Keynote Blogger: Emily Doyle, FEASt (Food Education Action St. John’s)
Three years ago I became involved in the local movement towards food security. I have worked on industrial pig and chicken farms and have learned a great deal about the industrial agriculture system, now referred to as conventional agriculture. In Newfoundland, I dream of days living off the coast, farm animals in the back, bulk buying and local governance and community. In a way, that is what is being proposed by the local food movement – which makes a strong case for exploring alternatives for community enhancement and sustainability.

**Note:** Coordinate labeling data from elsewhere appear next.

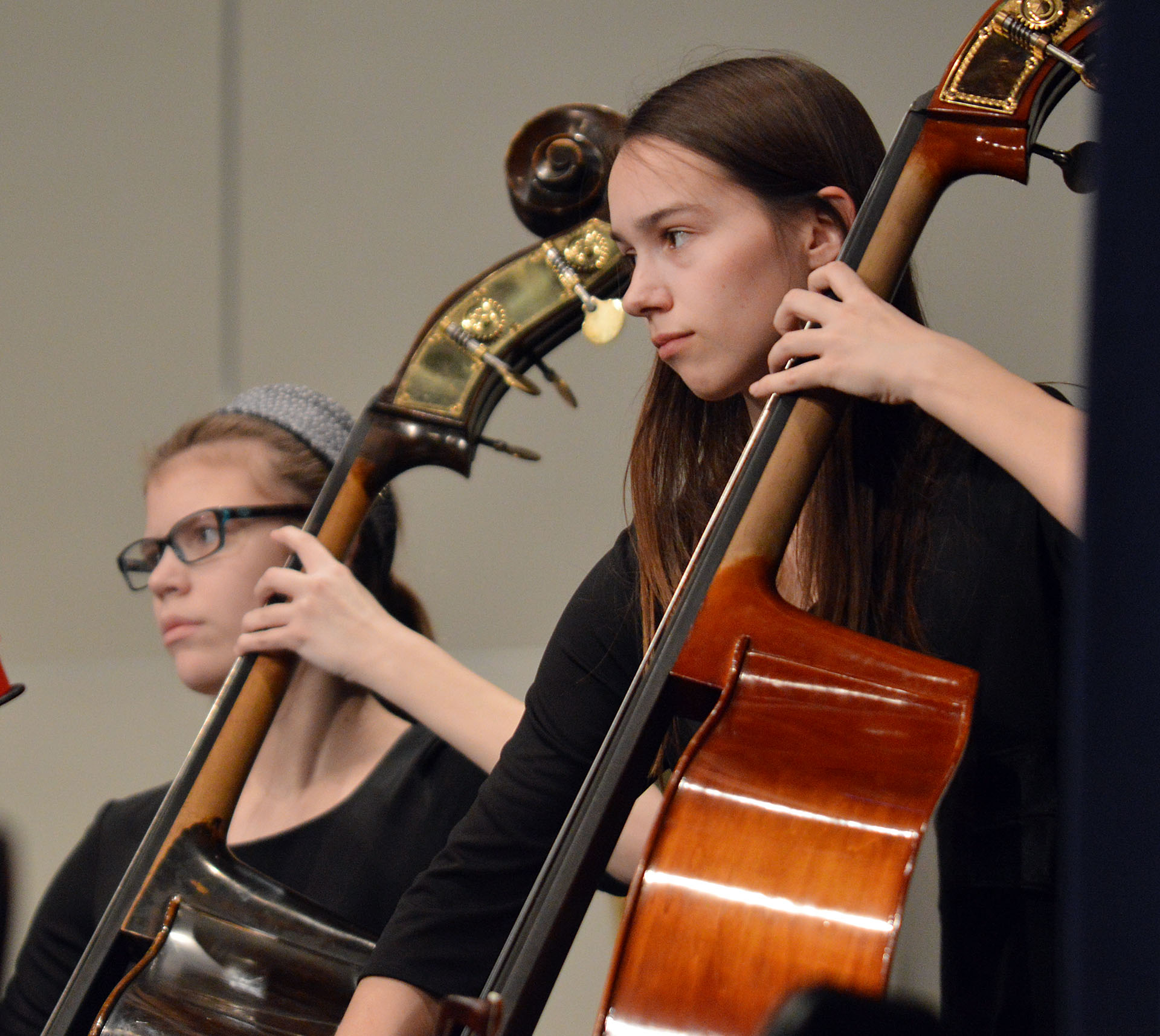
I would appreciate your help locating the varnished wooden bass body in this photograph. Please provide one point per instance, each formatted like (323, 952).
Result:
(788, 834)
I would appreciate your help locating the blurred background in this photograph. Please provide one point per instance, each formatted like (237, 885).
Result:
(200, 198)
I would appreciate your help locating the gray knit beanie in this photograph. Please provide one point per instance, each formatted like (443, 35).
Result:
(316, 419)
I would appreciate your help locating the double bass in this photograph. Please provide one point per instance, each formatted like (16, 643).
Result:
(816, 737)
(193, 940)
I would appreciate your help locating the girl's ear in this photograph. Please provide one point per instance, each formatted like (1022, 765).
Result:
(825, 234)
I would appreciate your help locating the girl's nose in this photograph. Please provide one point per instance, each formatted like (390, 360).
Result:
(646, 292)
(170, 574)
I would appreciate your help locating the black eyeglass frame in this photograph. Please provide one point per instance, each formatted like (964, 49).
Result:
(222, 515)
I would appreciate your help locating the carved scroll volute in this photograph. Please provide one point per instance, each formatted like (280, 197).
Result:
(557, 166)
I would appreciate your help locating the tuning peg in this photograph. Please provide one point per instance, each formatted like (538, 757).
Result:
(1040, 43)
(557, 383)
(479, 350)
(520, 452)
(1078, 165)
(604, 317)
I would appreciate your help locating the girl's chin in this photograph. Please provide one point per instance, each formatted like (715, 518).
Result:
(200, 677)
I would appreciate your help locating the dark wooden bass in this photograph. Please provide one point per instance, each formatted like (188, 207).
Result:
(194, 941)
(788, 834)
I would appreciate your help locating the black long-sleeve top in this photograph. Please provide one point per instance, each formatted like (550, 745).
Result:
(988, 598)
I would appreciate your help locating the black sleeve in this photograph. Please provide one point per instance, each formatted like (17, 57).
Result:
(453, 921)
(70, 911)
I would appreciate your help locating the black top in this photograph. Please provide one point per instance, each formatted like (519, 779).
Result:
(355, 860)
(990, 599)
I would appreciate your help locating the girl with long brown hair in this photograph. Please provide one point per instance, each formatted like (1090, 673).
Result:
(735, 188)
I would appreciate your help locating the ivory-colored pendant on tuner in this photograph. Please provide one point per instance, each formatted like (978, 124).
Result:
(605, 323)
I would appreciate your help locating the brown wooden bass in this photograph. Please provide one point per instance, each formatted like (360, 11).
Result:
(194, 941)
(789, 832)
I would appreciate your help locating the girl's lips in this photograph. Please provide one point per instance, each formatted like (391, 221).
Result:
(176, 629)
(667, 345)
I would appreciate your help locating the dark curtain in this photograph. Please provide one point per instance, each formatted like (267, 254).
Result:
(1110, 920)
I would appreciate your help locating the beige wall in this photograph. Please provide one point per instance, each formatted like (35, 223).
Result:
(369, 185)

Years ago, people had a different type of knowledge, one that is perhaps being lost due to its current undervaluation. We live in the days of the oil economy and who knows where we would be without oil. The days of the past are remembered for their harshness. But absolutes are what we are dealing with here – this is good – that is the past. Starting locally and at odds with mainstream economics and culture is a challenge. Many of our lot work for free and try to live simply. Building capability from the ground up and moving slow we aim for small steps. A garden attached to every school and hospital, the ability to walk to work and shop, knowledge of planting, harvesting, preparing, and storing – a cyclical concept. But I’m just learning how to grow my sprouts – it’s a life process.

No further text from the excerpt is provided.